Yatırımcılar genellikle şirketleri değerlendirebilmek için üç temel teknik kullanır. Birincisi, bir firmanın borsa metriğinin rakip firmalara veya rakiplerin satın alındığı benzer işlemlere kıyasla karşılaştırmalı bir modeldir. İkincisi, şirketin gelecekteki nakit akışlarının modellendiği, daha sonra tahmini bir hisse değeri elde etmek için gelecekte iskonto edilmiş indirgenmiş nakit akışı (DCF) analizi ile yapılır. Son olarak, maliyet modeli firmanın tasfiye edildiğini ve kalan gelirlerin hissedarlara gönderildiğini varsaymaktadır. Bir hisse senedinin bu teknikleri kullanarak değerlenip zenginleştirilmediğini anlamanın yolları aşağıda belirtilmiştir.
Rakiplerden Düşük Değerleme
Benzer şirketler altında işlem gören şirketler bir değer düşüklüğüne uğrayabilirler. Örneğin, kazanç için daha düşük bir fiyat veya bir rakibe oranla defter değeri olan fiyat varsa, bu iyi bir anlaşma olabilir. Tabii ki, daha düşük kar marjları, daha yüksek borç seviyeleri veya rakiplerden daha yavaş büyüyebilir. İdeal senaryo, daha kazançlı, daha hızlı büyüyen ve daha tutumlu bir şekilde yönetilen ve akran grubuna göre kazançların veya nakit akışının daha düşük bir oranında ticaret yapan bir firma bulmaktır.
Özsermaye Değeri Piyasa Değeri
DCF yaklaşımı, hisse senedi değerlemesinin özüdür. Firmanın gelecekteki hisse başına nakit akımları bugüne indirgenir ve değer, hisse senedinin ticaret yaptığı yerin önemli ölçüde üzerindeyse, stok muhtemelen değer düşüklüğüne sahiptir. Nakit akışlarının tahmini zaman alabilir ve değer farkı ne kadar geniş olursa nakit akış tahminlerinin kapanma riskini dengelemeye veya beklenildiği gibi çıkmamaya yardımcı olur.

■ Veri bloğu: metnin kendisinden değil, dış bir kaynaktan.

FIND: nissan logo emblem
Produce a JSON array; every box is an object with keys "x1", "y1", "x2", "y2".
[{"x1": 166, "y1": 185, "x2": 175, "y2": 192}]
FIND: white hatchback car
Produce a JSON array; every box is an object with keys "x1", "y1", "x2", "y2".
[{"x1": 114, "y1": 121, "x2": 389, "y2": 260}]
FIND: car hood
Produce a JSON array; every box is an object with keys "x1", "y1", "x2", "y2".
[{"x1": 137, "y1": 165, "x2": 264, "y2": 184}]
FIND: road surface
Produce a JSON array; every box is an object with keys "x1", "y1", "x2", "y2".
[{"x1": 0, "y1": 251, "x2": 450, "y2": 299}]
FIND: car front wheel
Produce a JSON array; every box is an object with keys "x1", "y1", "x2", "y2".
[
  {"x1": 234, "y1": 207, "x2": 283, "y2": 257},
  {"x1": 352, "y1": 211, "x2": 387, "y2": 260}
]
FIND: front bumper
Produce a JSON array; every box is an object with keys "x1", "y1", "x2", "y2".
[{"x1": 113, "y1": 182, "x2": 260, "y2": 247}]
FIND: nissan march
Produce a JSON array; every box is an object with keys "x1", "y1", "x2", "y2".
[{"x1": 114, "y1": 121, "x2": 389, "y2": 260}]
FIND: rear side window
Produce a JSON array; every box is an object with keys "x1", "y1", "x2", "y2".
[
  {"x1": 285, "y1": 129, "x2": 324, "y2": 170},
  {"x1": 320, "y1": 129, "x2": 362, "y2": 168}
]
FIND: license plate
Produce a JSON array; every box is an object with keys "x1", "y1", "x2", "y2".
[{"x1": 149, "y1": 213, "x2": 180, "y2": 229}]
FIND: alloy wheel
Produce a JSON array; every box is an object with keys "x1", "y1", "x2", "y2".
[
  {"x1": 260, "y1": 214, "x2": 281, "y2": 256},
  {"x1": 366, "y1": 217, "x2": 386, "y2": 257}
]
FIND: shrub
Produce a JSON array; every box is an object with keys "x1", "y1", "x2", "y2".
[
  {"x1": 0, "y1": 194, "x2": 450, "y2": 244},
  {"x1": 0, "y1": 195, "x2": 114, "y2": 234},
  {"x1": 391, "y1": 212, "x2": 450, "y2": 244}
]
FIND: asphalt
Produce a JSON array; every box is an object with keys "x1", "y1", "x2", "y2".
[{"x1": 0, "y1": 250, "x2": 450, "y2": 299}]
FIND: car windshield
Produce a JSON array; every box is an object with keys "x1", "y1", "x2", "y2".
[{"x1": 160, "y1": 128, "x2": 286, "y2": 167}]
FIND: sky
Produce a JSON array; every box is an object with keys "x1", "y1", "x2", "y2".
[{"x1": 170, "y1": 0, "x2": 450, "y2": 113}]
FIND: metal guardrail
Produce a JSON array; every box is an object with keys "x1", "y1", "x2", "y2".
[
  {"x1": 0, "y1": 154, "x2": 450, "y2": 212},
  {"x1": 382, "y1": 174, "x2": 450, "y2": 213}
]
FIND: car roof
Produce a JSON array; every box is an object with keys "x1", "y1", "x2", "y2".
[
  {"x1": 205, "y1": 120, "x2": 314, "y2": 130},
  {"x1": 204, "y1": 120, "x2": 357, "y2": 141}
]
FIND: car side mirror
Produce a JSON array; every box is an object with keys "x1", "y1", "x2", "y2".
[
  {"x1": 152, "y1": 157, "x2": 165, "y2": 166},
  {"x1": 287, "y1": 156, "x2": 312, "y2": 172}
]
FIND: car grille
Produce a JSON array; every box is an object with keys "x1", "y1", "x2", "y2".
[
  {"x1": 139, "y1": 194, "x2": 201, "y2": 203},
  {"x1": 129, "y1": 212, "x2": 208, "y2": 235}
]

Şirket Daha Fazla Ölü Oldun
Bir firmanın hisse başına kayıtlı değeri veya öz sermayesi ödenmemiş hisse ile ikiye bölünürse, mevcut piyasa fiyatının üzerinde ise, hisse senedi değer düşüklüğü olabilir. Bu, bir firmanın tüm varlıkları satılmış ve gelirler yükümlülüklerini yerine getirmek için kullanılmışsa, mevcut teorik değerdir. Bu artık değer hissedarlara gidecekti.
The Bottom Line
Bir firmanın değer düşüklüğü olup olmadığını araştırmanın birçok yolu vardır. Basitçe, eğer firma, piyasanın beklediğinden daha hızlı büyürse ya da mevcut içsel değeri hisse senedi fiyatında yeterince temsil edilmiyorsa, değer düşüklüğünde bir şirketin bazı yatırımcılar için iyi bir bahistir olması mümkündür.
Yazı yazarken, Ryan C. Fuhrmann , bu maddede bahsi geçen herhangi bir şirkette pay sahibi değildi.
Değerli Mücevherler Değerli Nasıl Değerli Olunır
Büyükanne elmasları artık senin. İster onları tutmayı planlıyorsanız da, önce dürüst bir değerlendirmeye ihtiyacınız var. İşte bunlardan nasıl geçileceği.
Karma ekonomik sistemin bazı ortak özellikleri nelerdir?
, Karışık ekonomilerin tanımlayıcı özellikleri (örneğin, kaynaklar için siyasi ve ekonomik rekabet ve pazar planlaması) hakkında kısa bir genel bakışı ele alıyor.
Eğer hisse senetlerinizden biri ayrılırsa, daha iyi bir yatırım yapmaz mı? Hisse senetlerinden bir tanesi 2-1'e bölünürse, o zaman hisse senetlerinin iki katı olur mu? Şirketin kazancından aldığınız pay iki kat daha fazla olmaz mı?
Maalesef hayır. Bunun nedenini anlamak için, bir hisse senedi bölünmesinin mekanizmasını gözden geçirelim. Temel olarak şirketler, hisselerinin paylaşımını seçerek hisse senetlerinin işlem fiyatını çoğu yatırımcı tarafından rahat kabul edilen bir seviyeye düşürebilirler. İnsan psikolojisi ne olursa olsun, çoğu yatırımcı 100 hisse senedinin 10 hissesine karşılık 10 hisse senedinin 100 hisse satın almasını daha rahat yapıyor.